Berdasarkan hasil pengamatan diketahui bahwa bobot kering kecambah yang tertinggi diperoleh pada periode panen 5 yaitu 0,98 g dan terendah diperoleh pada periode panen 3 yaitu 0,27 g. Benih pada periode panen 5 merupakan benih yang memiliki viabilitas yang baik untuk pertanaman karena bobot kering benih yang tingggi dapat menggambarkan bahwa adanya pemanfaatan cadangan makanan yang efisien dalam benih. Viabilitas benih pada periode panen 5 lebih baik dibandingkan benih pada periode panen 1, 2, 3, 4 dan 6. Hal ini terkait dengan Sadjad (1989) yakni bobot kering kecambah normal merupakan tolak ukur viabilitas potensial yang menggambarkan banyaknya cadangan makanan yang tersedia sehingga bila dikondisikan pada lingkungan yang sesuai mampu tumbuh dan berkembang dengan baik dan bobot kering kecambah yang tinggi dapat menggambarkan pemanfaatan cadangan makanan dalam benih efisien.

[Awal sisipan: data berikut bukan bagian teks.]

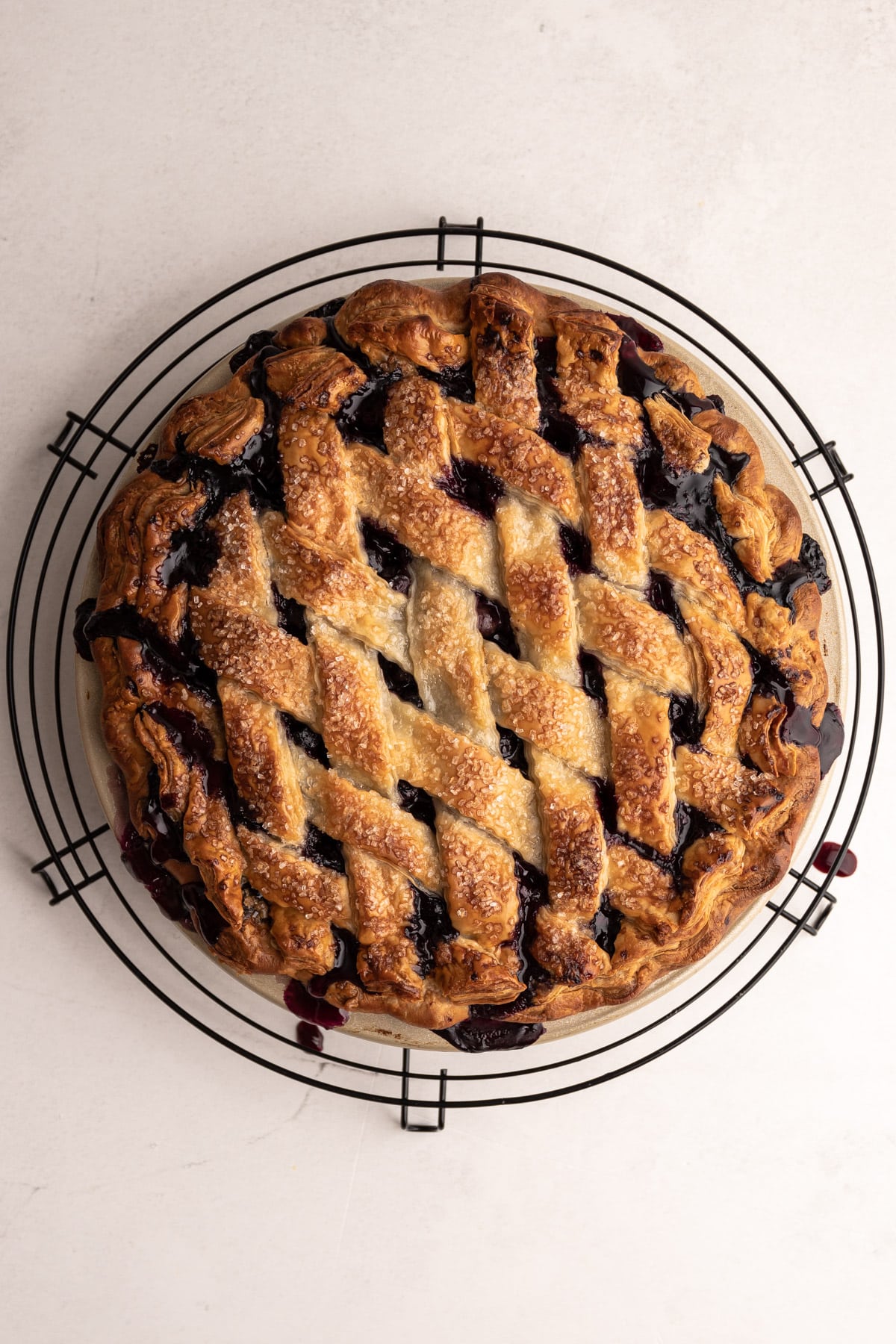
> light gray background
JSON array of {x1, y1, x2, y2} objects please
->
[{"x1": 0, "y1": 0, "x2": 896, "y2": 1344}]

Berdasarkan hasil pengamatan bahwa periode panen 1-6 berpengaruh tidak nyata terhadap laju perkecambahan. Laju perkecambahan tertinggi diperoleh pada periode panen 2 yaitu sebesar 7,49 hari dan terendah pada periode panen 5 yaitu 6,49 hari. Dari hal tersebut diketahui bahwa benih pada periode panen 5 kecepatan tumbuh kecambah lebih cepat/singkat dalam batas waktu yang telah ditetapkan sedangkan pada periode 2 laju perkecambahannya tinggi artinya membutuhkan waktu yang relatif lama untuk berkecambah pada batas waktu yang telah ditetapkan sehingga viabilitas benih pada periode 5 lebih baik dibanding periode panen 1, 2, 3, 4, dan 6. Hal ini juga didukung oleh literatur Sutopo (1985) yang menyatakan bahwa nilai persentase kecepatan yang tinggi berarti benih tersebut membutuhkan hari untuk berkecambah yang lama dan sebaliknya benih yang memiliki nilai persentase kecepatan yang rendah menunjukkan bahwa benih tersebut cepat pertumbuhannya kecambahnya. Semakin rendah jumlah rata-rata hari berkecambah akan menunjukkan semakin cepat perkecambahan itu terjadi. Jumlah rata-rata hasil perkecambahan mencerminkan kekuatan tumbuh kecambah. Semakin rendah jumlah rata-rata hari berkecambah menunjukkan semakin cepat perkecambahan itu terjadi dan pertumbuhan kecambahnya kuat.